«Inertie». Les inspecteurs de l’IGF commencent mollo par saluer les «belles réussites» de l’Audiovisuel extérieur, notamment «de remarquables positions sur Internet et les réseaux sociaux» . Ça ne mange pas de pain ; ensuite, ça se gâte très sérieusement : «L’AEF n’est parvenue à poursuivre son développement […] que grâce à des versements exceptionnels de l’Etat.» En clair, l’AEF vit aux crochets de l’Etat. Au total, donc, plus de 100 millions d’euros : pour la recapitalisation de RFI, pour le plan social à RFI qui a coûté 41,3 millions d’euros (contre 30,2 millions budgétés), pour un second plan social à venir ainsi que pour le déménagement des entités en un même lieu.
Sur ces 100 patates, 44 n’ont pas encore été versées alors que l’AEF les a déjà inclus dans son budget prévisionnel pour 2011 à 2013. Pire, souligne l’IGF, «la dotation de l’Etat n’a pas à ce stade été acceptée». Et rien ne dit, vu le plan de rigueur, qu’elle le sera… Du coup, les inspecteurs de finances promettent l’AEF à une «zone d’incertitude budgétaire» évaluée à 55 millions d’euros. Plutôt que «zone», on pourrait dire «trou», voire «gouffre».

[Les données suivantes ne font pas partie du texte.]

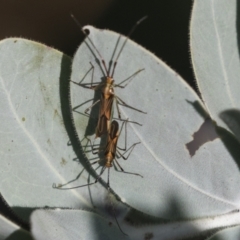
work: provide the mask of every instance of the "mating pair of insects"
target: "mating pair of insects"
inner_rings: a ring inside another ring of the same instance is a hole
[[[132,107],[131,105],[127,104],[125,101],[123,101],[120,97],[118,97],[115,94],[114,88],[117,88],[117,87],[118,88],[125,88],[128,85],[128,83],[133,79],[133,77],[136,76],[141,71],[143,71],[144,69],[140,69],[140,70],[136,71],[130,77],[128,77],[127,79],[121,81],[118,84],[114,83],[114,71],[116,69],[117,61],[119,59],[119,56],[120,56],[124,46],[126,45],[127,40],[129,39],[130,35],[135,30],[135,28],[145,18],[146,17],[142,18],[141,20],[139,20],[134,25],[134,27],[129,32],[127,38],[124,40],[124,42],[123,42],[123,44],[122,44],[122,46],[121,46],[121,48],[120,48],[120,50],[119,50],[119,52],[117,54],[117,57],[116,57],[116,59],[114,61],[112,71],[111,71],[110,67],[107,68],[105,60],[103,59],[102,55],[100,54],[100,52],[96,48],[95,44],[93,43],[91,38],[88,36],[88,34],[85,33],[84,29],[82,29],[82,27],[80,26],[82,32],[86,36],[86,40],[88,40],[88,44],[91,45],[91,47],[96,52],[96,56],[99,57],[100,61],[98,61],[98,62],[100,63],[100,67],[103,69],[103,72],[104,72],[105,76],[104,76],[104,80],[101,83],[99,83],[99,84],[93,83],[93,77],[91,79],[91,83],[83,84],[82,81],[80,83],[77,83],[77,82],[74,82],[74,81],[72,81],[72,82],[74,84],[77,84],[78,86],[81,86],[81,87],[84,87],[84,88],[87,88],[87,89],[100,91],[100,99],[96,100],[90,107],[88,107],[85,110],[85,114],[89,115],[89,113],[88,113],[89,110],[92,109],[96,104],[99,104],[99,113],[98,113],[98,121],[97,121],[97,126],[96,126],[96,131],[95,131],[95,139],[96,138],[104,138],[104,137],[106,137],[106,144],[105,144],[105,147],[104,147],[104,160],[105,160],[105,164],[104,164],[104,166],[103,166],[99,176],[97,177],[97,179],[94,182],[92,182],[92,183],[88,183],[88,184],[84,184],[84,185],[80,185],[80,186],[75,186],[75,187],[69,187],[69,188],[63,188],[62,185],[57,187],[54,184],[53,185],[54,188],[66,190],[66,189],[75,189],[75,188],[80,188],[80,187],[93,185],[93,184],[95,184],[95,183],[97,183],[99,181],[99,179],[101,178],[101,175],[103,174],[103,172],[106,169],[108,169],[108,182],[107,182],[107,186],[108,186],[108,189],[109,189],[110,188],[110,186],[109,186],[109,173],[110,173],[110,168],[113,166],[113,163],[116,163],[118,165],[118,167],[121,169],[121,171],[124,172],[124,173],[133,174],[133,175],[137,175],[137,176],[143,177],[142,175],[140,175],[138,173],[124,171],[123,168],[120,166],[120,164],[117,161],[117,158],[123,158],[124,160],[127,160],[128,157],[130,156],[131,152],[133,151],[134,147],[137,144],[140,143],[140,142],[134,143],[131,147],[127,148],[127,124],[130,122],[130,123],[133,123],[133,124],[141,125],[141,124],[139,124],[137,122],[129,121],[128,119],[123,120],[122,117],[121,117],[121,112],[120,112],[119,105],[122,105],[124,107],[128,107],[128,108],[130,108],[132,110],[135,110],[135,111],[138,111],[140,113],[146,113],[146,112],[143,112],[143,111],[141,111],[141,110],[139,110],[139,109],[137,109],[135,107]],[[74,18],[74,20],[75,20],[75,18]],[[91,62],[90,62],[90,64],[91,64],[92,71],[94,71],[93,64]],[[92,76],[93,76],[93,74],[92,74]],[[118,113],[118,120],[122,121],[121,128],[119,127],[118,121],[113,119],[114,102],[115,102],[117,113]],[[117,145],[117,143],[118,143],[119,136],[120,136],[120,134],[121,134],[121,132],[123,130],[123,127],[125,127],[125,147],[124,148],[120,148]],[[93,154],[99,153],[100,148],[94,148],[94,145],[91,143],[90,139],[89,139],[89,142],[91,144],[92,153]],[[96,150],[98,150],[98,151],[96,152]],[[124,152],[121,153],[120,150],[122,150]],[[127,156],[125,156],[125,154],[127,154]],[[92,164],[95,164],[97,162],[99,162],[99,161],[95,161]],[[115,219],[116,219],[116,217],[115,217]],[[116,219],[116,222],[118,224],[117,219]],[[119,224],[118,224],[118,226],[119,226]],[[119,226],[119,228],[120,228],[120,226]],[[120,230],[121,230],[121,228],[120,228]]]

Mais comment Alain de Pouzilhac a-t-il pu se gourer à ce point dans ses comptes ? Le rapport signale «un certain nombre d’irrégularités concernant des contrats passés ou des versements réalisés par l’AEF», tiens, tiens. Surtout l’IGF pointe une «inertie des ressources propres» ainsi que des prévisions qualifiées à plusieurs reprises de «trop optimistes.» Pouzilhac avait prévu de faire baisser les dotations de l’Etat à mesure qu’augmenteraient les ressources propres, issues surtout de la pub. Las, en 2010, l’AEF n’a récolté que 19 millions d’euros au lieu des 32 millions attendus. «Constat d’autant plus préoccupant, s’alarme l’IGF, que la distribution et l’audience de France 24 ont fortement progressé.» Désormais disponible dans 150 millions de foyers de par le monde, la chaîne internationale aurait dû rapporter en conséquence moult brouzoufs publicitaires.

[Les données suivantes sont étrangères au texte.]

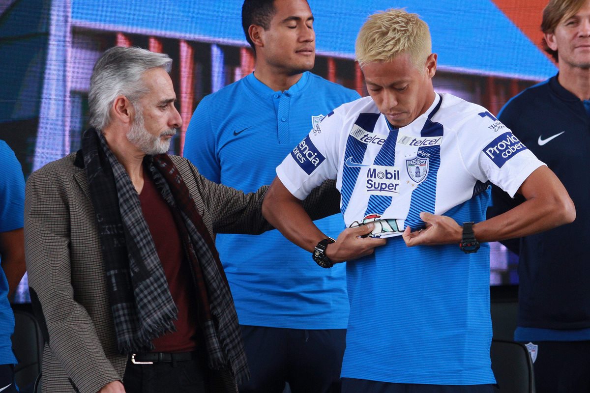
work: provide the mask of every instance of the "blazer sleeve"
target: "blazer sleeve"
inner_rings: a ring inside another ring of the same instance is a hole
[[[74,299],[70,213],[56,183],[39,173],[27,183],[25,253],[31,298],[38,303],[37,309],[41,306],[51,353],[80,392],[97,392],[120,377],[107,359],[86,309]]]
[[[263,186],[255,193],[242,191],[211,181],[190,164],[203,201],[213,220],[216,233],[259,235],[273,229],[262,215],[262,202],[268,189]],[[340,193],[335,180],[326,180],[301,202],[312,220],[340,212]]]

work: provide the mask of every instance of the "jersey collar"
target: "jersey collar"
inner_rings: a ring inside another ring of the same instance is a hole
[[[385,115],[381,114],[384,118],[385,119],[385,123],[387,123],[387,127],[389,127],[389,131],[393,131],[394,130],[399,130],[400,128],[404,128],[406,127],[412,127],[412,126],[415,126],[416,124],[424,125],[426,122],[427,120],[431,119],[432,116],[438,111],[438,109],[441,107],[441,104],[442,103],[442,97],[438,93],[435,93],[434,94],[434,100],[432,101],[432,104],[428,107],[426,111],[422,113],[421,115],[417,117],[414,120],[414,121],[408,124],[407,126],[404,126],[401,127],[394,127],[391,125],[389,121],[387,120],[387,117]]]

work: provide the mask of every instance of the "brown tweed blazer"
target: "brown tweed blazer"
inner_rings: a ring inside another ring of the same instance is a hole
[[[86,174],[76,158],[71,154],[48,164],[27,183],[29,285],[48,339],[43,393],[96,393],[122,380],[127,360],[117,351],[96,219]],[[209,181],[185,158],[171,158],[212,236],[272,228],[260,213],[266,186],[244,194]],[[334,183],[327,182],[303,204],[315,219],[337,213],[339,197]]]

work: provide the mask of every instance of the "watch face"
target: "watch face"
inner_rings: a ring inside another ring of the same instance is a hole
[[[479,242],[477,241],[466,242],[461,243],[461,249],[463,250],[463,252],[468,254],[476,252],[477,250],[479,250]]]

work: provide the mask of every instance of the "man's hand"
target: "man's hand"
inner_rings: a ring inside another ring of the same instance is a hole
[[[360,237],[371,233],[373,226],[373,223],[369,223],[354,228],[346,228],[340,232],[336,243],[327,245],[326,256],[337,263],[372,254],[376,247],[387,243],[385,239]]]
[[[420,218],[426,223],[426,228],[412,232],[412,229],[408,226],[402,234],[408,247],[419,245],[459,244],[461,242],[463,227],[450,217],[422,212],[420,213]]]
[[[125,388],[120,381],[113,381],[103,386],[98,393],[125,393]]]

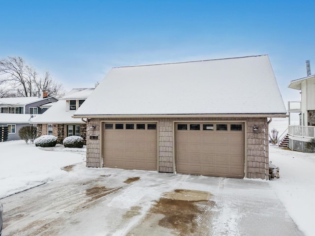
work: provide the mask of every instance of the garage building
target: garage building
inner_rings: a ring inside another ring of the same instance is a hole
[[[267,55],[113,68],[74,117],[87,166],[269,178],[286,111]]]

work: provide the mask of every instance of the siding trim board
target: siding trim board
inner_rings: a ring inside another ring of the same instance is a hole
[[[158,136],[157,171],[176,173],[176,150],[175,134],[177,123],[242,123],[244,125],[245,146],[245,177],[269,179],[268,127],[267,118],[223,118],[220,117],[166,118],[160,117],[127,118],[121,117],[94,118],[90,118],[87,124],[87,166],[102,167],[104,154],[102,140],[104,138],[104,123],[108,122],[152,122],[156,123]],[[95,125],[95,127],[92,128]],[[253,131],[258,126],[258,131]],[[201,127],[202,129],[202,127]],[[90,135],[98,135],[97,140],[91,140]]]

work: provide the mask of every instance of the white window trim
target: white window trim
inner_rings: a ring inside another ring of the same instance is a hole
[[[31,109],[32,108],[33,109],[33,113],[31,113]],[[36,109],[36,111],[37,111],[37,113],[34,114],[34,109]],[[34,114],[34,115],[37,115],[38,114],[38,107],[30,107],[29,108],[29,114]]]
[[[15,124],[8,124],[6,125],[7,127],[9,127],[9,125],[11,126],[11,128],[10,129],[10,130],[9,130],[9,134],[15,134],[16,133],[16,125],[15,125]],[[14,133],[11,133],[11,131],[12,131],[12,125],[14,125]]]
[[[51,130],[49,130],[48,127],[49,125],[51,125]],[[49,131],[51,131],[51,135],[49,134]],[[47,135],[53,135],[53,124],[47,124]]]

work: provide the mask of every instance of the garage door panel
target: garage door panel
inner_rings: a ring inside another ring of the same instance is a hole
[[[134,142],[125,142],[125,148],[126,150],[136,150],[136,144]]]
[[[132,130],[128,130],[128,132],[126,132],[125,134],[125,140],[126,141],[134,141],[134,133],[132,132]]]
[[[215,153],[218,154],[228,154],[228,146],[225,144],[216,145],[215,146]]]
[[[125,140],[126,135],[124,133],[122,132],[120,130],[115,130],[114,133],[114,138],[110,139],[110,140]]]
[[[222,131],[221,131],[222,132]],[[224,131],[227,132],[227,131]],[[228,135],[226,133],[216,134],[214,142],[216,144],[225,144],[229,142]]]
[[[134,159],[136,157],[135,152],[134,151],[125,151],[125,157],[126,158]]]
[[[201,155],[191,154],[189,155],[189,160],[188,161],[189,163],[191,163],[191,165],[200,163]]]
[[[228,152],[231,154],[239,154],[244,152],[244,147],[239,145],[230,145],[228,147]]]
[[[187,144],[186,143],[178,144],[177,145],[177,149],[179,151],[186,151],[188,150]]]
[[[194,124],[196,123],[194,122]],[[227,122],[228,124],[228,122]],[[188,127],[189,127],[189,123]],[[202,127],[202,123],[200,123]],[[230,125],[228,124],[228,127]],[[175,164],[179,173],[243,177],[245,132],[227,130],[177,130]]]
[[[189,143],[200,143],[201,142],[201,136],[199,134],[190,134],[188,136],[189,139],[187,142]]]
[[[176,165],[176,171],[179,173],[182,174],[189,174],[189,165],[181,165],[178,164]]]
[[[135,129],[126,129],[124,123],[124,129],[104,129],[102,147],[105,166],[157,170],[157,130],[138,130],[136,127],[135,123]],[[145,127],[147,127],[147,124]]]
[[[147,143],[147,150],[148,151],[155,151],[158,148],[158,145],[157,143]]]
[[[125,142],[123,141],[116,141],[115,142],[114,149],[116,150],[125,150]]]
[[[155,140],[157,139],[157,132],[153,131],[147,133],[147,140]]]
[[[201,142],[203,144],[213,143],[215,137],[213,131],[209,131],[209,130],[202,131]]]
[[[177,160],[179,162],[188,162],[188,154],[187,153],[178,153],[177,155]]]
[[[192,151],[199,151],[201,149],[201,145],[200,144],[187,144],[187,149],[189,150],[191,150]]]
[[[214,155],[203,155],[201,159],[201,163],[212,165],[215,163],[215,159]]]
[[[180,131],[179,130],[176,139],[177,142],[187,143],[188,141],[188,134],[187,132]]]
[[[105,148],[106,149],[111,149],[115,147],[115,142],[108,141],[105,143]]]
[[[204,144],[201,146],[201,150],[202,152],[212,152],[215,149],[215,146],[210,144]]]

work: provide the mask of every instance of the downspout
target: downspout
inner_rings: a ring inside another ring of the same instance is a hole
[[[267,122],[267,123],[268,125],[268,126],[267,127],[268,128],[268,135],[269,135],[269,124],[271,122],[271,121],[272,121],[272,117],[270,118],[270,119],[268,121],[268,122]],[[268,141],[269,142],[269,141]],[[268,143],[268,145],[269,145],[269,143]],[[269,153],[268,153],[268,163],[269,163]],[[267,163],[266,163],[266,165],[267,165]],[[269,168],[267,169],[267,168],[266,169],[266,180],[270,180],[270,174],[269,174]]]

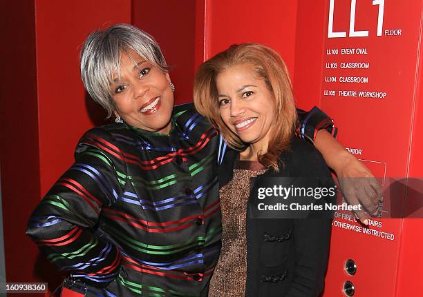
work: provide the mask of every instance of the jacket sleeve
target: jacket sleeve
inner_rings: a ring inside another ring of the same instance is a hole
[[[319,187],[335,187],[333,178],[320,153],[313,150],[301,158],[303,176],[318,178]],[[332,203],[334,200],[335,197],[328,197],[325,202]],[[328,218],[327,212],[323,214],[317,212],[312,217],[293,220],[295,269],[285,297],[314,297],[319,296],[323,291],[332,220]]]
[[[37,206],[26,232],[61,270],[98,287],[114,279],[120,263],[119,249],[95,234],[102,209],[121,192],[116,170],[120,153],[110,139],[100,128],[83,136],[75,163]]]
[[[298,125],[296,128],[297,135],[303,140],[308,140],[314,144],[317,132],[326,129],[336,137],[337,128],[329,116],[314,106],[309,112],[297,109]]]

Gel. Sauf que, comme le fait remarquer le député PS Didier Mathus, membre de la mission parlementaire d’information sur l’AEF qui doit rendre son rapport prochainement : «Quand on y regarde d’un peu près, France 24 est très peu distribuée, les chiffres donnés sont des chiffres de potentialité.» Bref, c’est la cata, ou, comme l’a dit Mathus, hier, devant l’Assemblée nationale qui examinait le projet de loi de finance 2012 «un fiasco». «Le rapport de l’IGF souligne un problème indiscutable de gouvernance, développe-t-il, une légèreté qui ne serait pas grave si l’AEF était un pôle puissant et respectable.»
Bon, c’est bien joli de critiquer mais que fait-on de ce merdier velu ? L’IGF lance quelques pistes : l’abandon de la diffusion en ondes courtes et moyennes pour RFI et le gel de la distribution. Et des synergies entre TV5 et France 24. Ce contre quoi Mathus s’élève déjà : «On veut instrumentaliser TV5 au bénéfice de France 24 !» Lui plaide pour «une articulation avec France Télévisions». De son côté, dans un communiqué, l’AEF juge «pertinentes» «plusieurs des analyses et recommandations du rapport» mais «n’approuve pas certaines préconisations» sans préciser. La suite, vous la lirez dans AEF : le grand ménage, peut-être en 2012.